Je ne le crois pas. Même en Turquie où la la séparation de l'Etat et de la religion est garantie par la constitution et par l'armée, depuis que le parti islamique est au pouvoir est entrain de grignoter les libertés individuelles des turques. Les manifestations récentes le prouvent.
En apparence, la cohabitation a parfaitement réussie, mais insidieusement, l'AKP est entrain de s'immiscer dans la vie quotidienne des gens et de restreindre leurs libertés individuelles.
Après l'accord de sa rédactrice, je me permet de vous recopier cette réflexion que j'ai appréciée et que je partage.
Le nouveau discours que tient Rached Ghannouchi, depuis le 14 janvier 2011, celui que répandent aujourd’hui les médias sans en souligner les surprenantes contradictions, est d’autant plus dangereux qu’il se présente comme modéré. En homme politique averti, le chef du mouvement Ennahdha sait reculer pour mieux avancer. Ne doit-il pas d’abord et avant tout effacer le mauvais souvenir que lui-même et les siens ont gravé dans la mémoire de bon nombre de Tunisiens? Le chef du mouvement islamiste qui n’a pas hésité, dans les années quatre-vingts, à user de la force pour imposer sa lecture de l’islam, qui a enseigné le mépris des femmes, qui a haussé des illuminés abreuvés de haine et de rejet de l’autre sur les «minbars» des mosquées, qui a jeté l’anathème sur tout être libre, sur toute pensée, qui a profité du régime dictatorial et du chômage qui frappait les jeunes pour substituer à l’espoir de bien vivre l’espoir de gagner l’éternité, qui a diabolisé les francophones et les laïques en les faisant passer pour «des suppôts de l’étranger», ce chef islamiste si radical peut-il se transformer subitement en démocrate?
Rached Ghannouchi n’est pas sans savoir qu’il doit renouveler son discours et se présenter comme un simple citoyen, sans ambition, patriote et démocrate. Pour gagner la confiance des musulmans modernistes, il doit emprunter aujourd’hui le langage apaisant des démocrates. Cette leçon là, la Tunisie entière s’est chargée de la lui apprendre en ce mois de janvier 2011. Mais peut-on devenir démocrate quand, dans le passé, on a fait usage de la terreur pour s’imposer à ses concitoyens? De même qu’il a été impossible de croire en la miraculeuse transfiguration de Ben Ali, le 13 janvier 2011, il est impossible de croire aux promesses du chef du mouvement Ennahdha.
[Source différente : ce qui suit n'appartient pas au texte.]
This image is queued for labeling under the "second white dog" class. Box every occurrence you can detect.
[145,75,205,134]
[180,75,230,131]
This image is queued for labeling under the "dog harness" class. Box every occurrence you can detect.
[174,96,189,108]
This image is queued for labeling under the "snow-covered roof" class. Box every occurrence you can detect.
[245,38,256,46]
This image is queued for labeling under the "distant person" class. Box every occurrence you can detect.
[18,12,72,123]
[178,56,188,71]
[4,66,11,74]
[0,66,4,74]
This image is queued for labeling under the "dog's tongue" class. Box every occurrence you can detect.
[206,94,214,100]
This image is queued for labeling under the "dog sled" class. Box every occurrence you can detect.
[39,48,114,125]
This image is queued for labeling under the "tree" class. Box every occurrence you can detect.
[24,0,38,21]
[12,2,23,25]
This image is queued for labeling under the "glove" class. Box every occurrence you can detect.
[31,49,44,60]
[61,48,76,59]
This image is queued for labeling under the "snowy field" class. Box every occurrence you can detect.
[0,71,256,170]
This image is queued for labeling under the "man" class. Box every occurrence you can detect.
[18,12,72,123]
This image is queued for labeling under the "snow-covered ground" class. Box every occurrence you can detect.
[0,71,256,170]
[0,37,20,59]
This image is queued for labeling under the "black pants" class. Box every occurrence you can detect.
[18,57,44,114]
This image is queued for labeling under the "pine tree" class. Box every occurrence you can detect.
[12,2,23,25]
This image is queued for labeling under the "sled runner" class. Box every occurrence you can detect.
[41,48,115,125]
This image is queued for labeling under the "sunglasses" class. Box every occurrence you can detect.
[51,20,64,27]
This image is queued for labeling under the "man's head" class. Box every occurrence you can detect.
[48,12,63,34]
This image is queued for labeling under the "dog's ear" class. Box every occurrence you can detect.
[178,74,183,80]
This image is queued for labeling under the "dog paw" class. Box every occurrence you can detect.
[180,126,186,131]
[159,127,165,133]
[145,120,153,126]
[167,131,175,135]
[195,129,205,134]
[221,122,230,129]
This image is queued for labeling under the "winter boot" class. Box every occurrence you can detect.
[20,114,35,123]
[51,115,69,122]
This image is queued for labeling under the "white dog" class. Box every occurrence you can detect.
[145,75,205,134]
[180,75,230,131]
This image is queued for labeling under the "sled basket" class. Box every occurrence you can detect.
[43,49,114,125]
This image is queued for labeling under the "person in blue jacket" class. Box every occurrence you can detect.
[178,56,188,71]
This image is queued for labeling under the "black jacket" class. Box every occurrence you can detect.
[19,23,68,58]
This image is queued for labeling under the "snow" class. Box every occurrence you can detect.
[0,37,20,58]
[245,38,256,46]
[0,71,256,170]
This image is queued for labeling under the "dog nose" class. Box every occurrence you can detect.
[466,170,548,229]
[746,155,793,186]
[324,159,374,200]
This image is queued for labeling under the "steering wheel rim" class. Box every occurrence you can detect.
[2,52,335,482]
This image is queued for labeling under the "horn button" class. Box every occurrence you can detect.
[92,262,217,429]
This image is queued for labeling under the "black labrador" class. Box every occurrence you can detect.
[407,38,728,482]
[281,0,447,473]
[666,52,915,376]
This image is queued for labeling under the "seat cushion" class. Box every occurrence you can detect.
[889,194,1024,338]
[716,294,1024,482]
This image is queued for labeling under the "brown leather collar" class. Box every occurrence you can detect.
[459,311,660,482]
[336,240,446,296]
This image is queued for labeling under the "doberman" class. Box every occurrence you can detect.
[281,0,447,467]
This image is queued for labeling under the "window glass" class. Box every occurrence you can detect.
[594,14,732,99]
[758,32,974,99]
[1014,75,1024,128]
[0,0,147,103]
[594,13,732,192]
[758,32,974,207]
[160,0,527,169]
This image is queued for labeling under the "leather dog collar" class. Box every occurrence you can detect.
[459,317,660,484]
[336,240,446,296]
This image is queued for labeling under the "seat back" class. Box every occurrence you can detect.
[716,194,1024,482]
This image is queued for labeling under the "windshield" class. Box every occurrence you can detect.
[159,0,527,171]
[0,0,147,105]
Le comportement agressif, grossier et incivil de prétendus défenseurs de l’islam à l’égard des femmes, tant au cours de la manifestation organisée par l’ATFD, l’AFTURD et le collectif Maghreb-Égalité (samedi 29 janvier 2011) qu’à l’aéroport de Tunis Carthage, le jour même de son retour de Londres, a montré l’incapacité de ce type de mouvance à admettre la différence et a, par conséquent, ébranlé le crédit que l’on pouvait lui accorder.
Si le mouvement Ennahdha juge qu’il est victime d’un jugement prompt et injuste, s’il opte, comme l’a dit et répété son chef, pour la démocratie, qu’il donne les preuves concrètes de sa bonne foi et de son engagement en apprenant à ses membres le civisme, la retenue, le respect de l’autre et de sa liberté.
Les règles de la démocratie nous imposent de surmonter nos craintes et de composer avec toutes les mouvances politiques. Soumettons-nous donc à cette convention mais n’oublions pas que les déviations sont toujours possibles et les retournements fréquents. Aussi faut-il unifier les rangs des défenseurs des libertés, en les organisant en forces de propositions alternatives face aux diktats rétrogrades.